His favourite job was as a landing craft captain and brown bear viewing guide in Katmai National Park; the bears would often walk right up to the boat as it was beached. He did short term contracts on several large oil spill cleanups and on oil spill response vessels in the Arctic Ocean as well as soil decontamination and hazmat cleanup projects on military bases.

.As a merchant seaman he worked river tugs that went up the coast and rivers of Alaska bringing supplies and fuel to isolated Eskimo villages. The native views of conservation, land use and the human role rounded out the scientific approach in subtle ways that he appreciates with  gratitude.

In 2003 Ethan started working as a a fishery observer again. The excellent Woods Hole training included marine mammal/bird/turtle ID, marine mammal necropsies, turtle resuscitation, and other useful input.
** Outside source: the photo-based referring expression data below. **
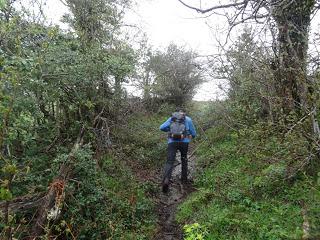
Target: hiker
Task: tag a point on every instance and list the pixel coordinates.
(180, 132)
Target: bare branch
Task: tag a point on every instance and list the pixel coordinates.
(215, 7)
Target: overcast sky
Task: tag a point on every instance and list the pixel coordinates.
(166, 21)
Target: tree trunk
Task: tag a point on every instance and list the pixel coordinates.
(293, 22)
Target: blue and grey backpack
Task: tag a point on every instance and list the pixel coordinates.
(178, 129)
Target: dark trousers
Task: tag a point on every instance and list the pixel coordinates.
(171, 156)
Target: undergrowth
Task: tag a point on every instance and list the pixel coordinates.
(245, 189)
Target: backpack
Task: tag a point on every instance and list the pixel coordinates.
(177, 126)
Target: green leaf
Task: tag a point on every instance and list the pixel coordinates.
(2, 4)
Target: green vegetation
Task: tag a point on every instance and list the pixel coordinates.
(78, 154)
(244, 191)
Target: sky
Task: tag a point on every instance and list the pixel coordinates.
(164, 22)
(168, 21)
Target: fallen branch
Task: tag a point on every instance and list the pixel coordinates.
(23, 203)
(51, 203)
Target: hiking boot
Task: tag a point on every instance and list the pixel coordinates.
(165, 185)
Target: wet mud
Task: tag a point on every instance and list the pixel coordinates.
(168, 228)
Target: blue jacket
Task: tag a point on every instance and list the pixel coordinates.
(189, 126)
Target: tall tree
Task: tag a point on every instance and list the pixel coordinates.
(177, 74)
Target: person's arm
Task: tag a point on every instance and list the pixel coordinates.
(166, 125)
(192, 129)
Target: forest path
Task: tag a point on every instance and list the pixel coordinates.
(168, 229)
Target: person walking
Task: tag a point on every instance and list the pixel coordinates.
(180, 130)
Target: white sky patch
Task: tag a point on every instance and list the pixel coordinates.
(168, 21)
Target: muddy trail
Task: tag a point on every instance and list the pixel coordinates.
(168, 202)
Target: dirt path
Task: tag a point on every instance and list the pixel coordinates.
(168, 202)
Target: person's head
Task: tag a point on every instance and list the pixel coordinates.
(180, 110)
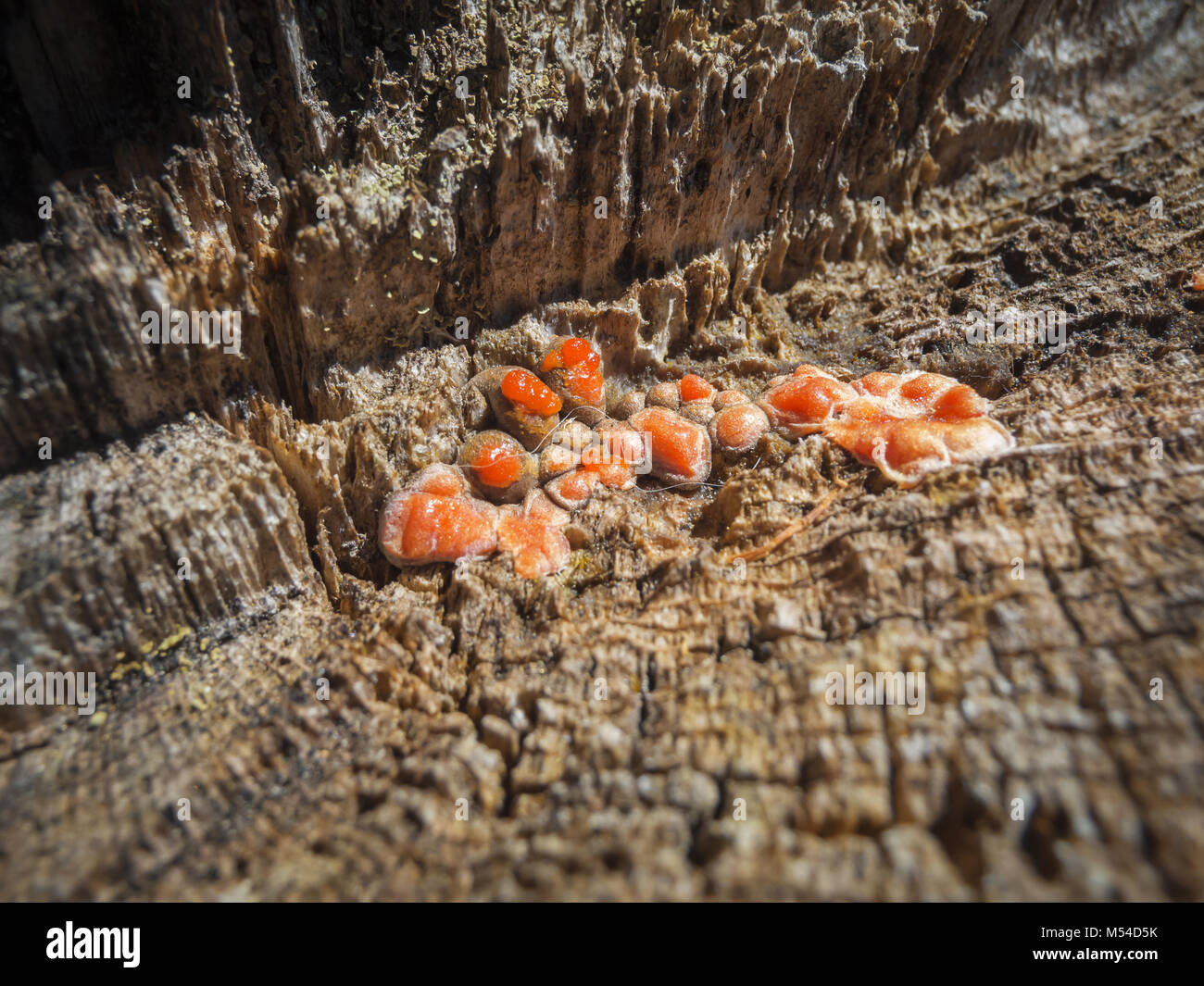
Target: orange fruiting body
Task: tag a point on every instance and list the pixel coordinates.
(533, 536)
(526, 390)
(738, 428)
(497, 465)
(436, 520)
(679, 449)
(581, 368)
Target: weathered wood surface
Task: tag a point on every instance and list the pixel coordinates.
(266, 469)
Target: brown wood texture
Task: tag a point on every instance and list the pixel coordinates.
(650, 724)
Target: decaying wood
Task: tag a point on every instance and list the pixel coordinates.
(650, 724)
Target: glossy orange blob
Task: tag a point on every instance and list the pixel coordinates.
(436, 520)
(526, 390)
(695, 388)
(925, 388)
(498, 464)
(679, 449)
(533, 537)
(803, 404)
(573, 489)
(959, 404)
(738, 428)
(877, 384)
(582, 368)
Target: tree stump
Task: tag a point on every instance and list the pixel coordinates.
(393, 201)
He observed boats up and down the East Coast and became Lead Observer/Coordinator for a special use longline research project on Cape Cod. It was there he amazed everyone by working in an office for short periods and even learned to use cell phones and laptops.

With the research vessel RV Casitas he worked for 2 years in the Northwest Hawaiian Islands on a marine debris project that removed hundred of tons of lost fishing gear out of prime Albatross, Monk Seal, Spinner Dolphin, and Green Turtle coral reef/atoll habitat.   On this same vessel he helped with the placement and repair of tsunami warning buoys in the North Pacific.

He then started working on dredges as a  Marine Endangered Species Observer, reporting mammal sightings and sea turtle mortalities. This led to work as an MMO and Lead MMO in the Gulf of Mexico for 2 years, where he learned a lot about teamwork and sperm whales.

He currently works as a international  transhipment observer on Japanese ships offshore West Africa, documenting the activities of the Atlantic tuna fleet and taking photos to use in future training courses for the fledgling program.

He also plays mandolin in blues and bluegrass bands during the short periods he stays on land.